Seeing a doctor also protects you from a legal standpoint. The sooner you document your efforts and costs associated with getting medical attention, the more likely you will be able to recover the damages for your injuries in the event that you win your lawsuit.
Your next step should be calling a personal injury lawyer near you. Calling an attorney who can walk you through understanding your next steps, such as how to access the personal injury protection coverage in your auto insurance policy, is a relatively easy way to deal with the unimaginable stress of having been in such a devastating accident.
Personal injury attorneys deal with this kind of situation every day and can educate you on your options so that you can make the best decisions about what to do. You may not have a case for a personal injury claim, and even if you do, you may decide you don’t want to pursue it.

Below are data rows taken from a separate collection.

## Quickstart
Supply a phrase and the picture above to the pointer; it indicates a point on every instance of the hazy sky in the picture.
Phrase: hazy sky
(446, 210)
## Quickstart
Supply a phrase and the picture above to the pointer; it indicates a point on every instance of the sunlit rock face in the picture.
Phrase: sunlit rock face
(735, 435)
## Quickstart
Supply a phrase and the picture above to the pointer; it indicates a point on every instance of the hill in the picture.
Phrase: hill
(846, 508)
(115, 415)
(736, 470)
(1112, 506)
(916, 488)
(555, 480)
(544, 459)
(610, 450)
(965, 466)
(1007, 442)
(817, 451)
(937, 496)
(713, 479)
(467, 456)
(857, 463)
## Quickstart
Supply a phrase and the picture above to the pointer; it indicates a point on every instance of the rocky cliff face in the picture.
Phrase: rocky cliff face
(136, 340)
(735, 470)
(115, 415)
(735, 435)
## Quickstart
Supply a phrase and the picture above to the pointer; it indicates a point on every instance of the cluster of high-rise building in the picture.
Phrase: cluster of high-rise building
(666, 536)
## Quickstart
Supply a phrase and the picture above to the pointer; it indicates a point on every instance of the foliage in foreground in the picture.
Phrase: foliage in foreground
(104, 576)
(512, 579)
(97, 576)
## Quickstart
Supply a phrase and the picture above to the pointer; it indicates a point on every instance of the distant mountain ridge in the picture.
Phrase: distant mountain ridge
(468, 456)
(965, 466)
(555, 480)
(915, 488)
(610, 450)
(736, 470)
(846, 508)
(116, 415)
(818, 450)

Either way, you’ll gain valuable information from speaking to someone who understands the law relating to your accident.
What’s the Process of Recovering Damages in Bike Accident Claims and Settlements?
If you do have a bike accident claim and decide to file a lawsuit, the percentage of each party’s liability will be determined during settlement or at trial, and this will determine how financially responsible each party is. If you are found to share any of the responsibility for the accident, your percentage of liability will be deducted from your total recovery amount.
Your lawyer will investigate the circumstances of your accident in order to determine — and prove — what caused the driver to act negligently or recklessly. Some of the more common causes of bike accidents are drivers who are:
- Driving while distracted
- Following cyclist too closely
- Changing lanes unsafely
- Turning without looking
- Running a stop sign or red light
- Failing to yield
- Feeling fatigued
- Driving while impaired
While many people do think it’s important for cyclists to ride defensively out of an abundance of caution, it’s not hard to see why drivers are often the responsible party when it comes to crashes involving bikes. All drivers have an obligation to watch out for others on the road, and when they behave in a way that endangers others, victims often have a right to sue to recover damages.
Damages in a personal injury lawsuit may include compensation for cyclists’ medical bills, lost wages, and pain and suffering — along with other economic and noneconomic compensation. In some cases, such as when a driver has a history of causing injury to others or behaves in a particularly egregious way, such as driving drunk, juries may award punitive damages. This is a way that your community makes a statement to others who may be tempted to behave this way.
How Can an Attorney Like Those at FVF Help?
As of this writing, this year Austin has already seen eleven serious injuries reported and three fatalities for cyclists, according to Vision Zero. While even one injury or fatality is too many, those numbers show that the city’s measures to improve safety do seem to be working. Only a decade ago, Austin consistently ranked as one of the state’s worst cities for bicycle crashes and fatalities, with 12,789 recorded bicycle accidents between 2007 and 2012. Fortunately, the number of accidents is going down in Austin, but for the people involved in a bike accident, the consequences can still be life-altering.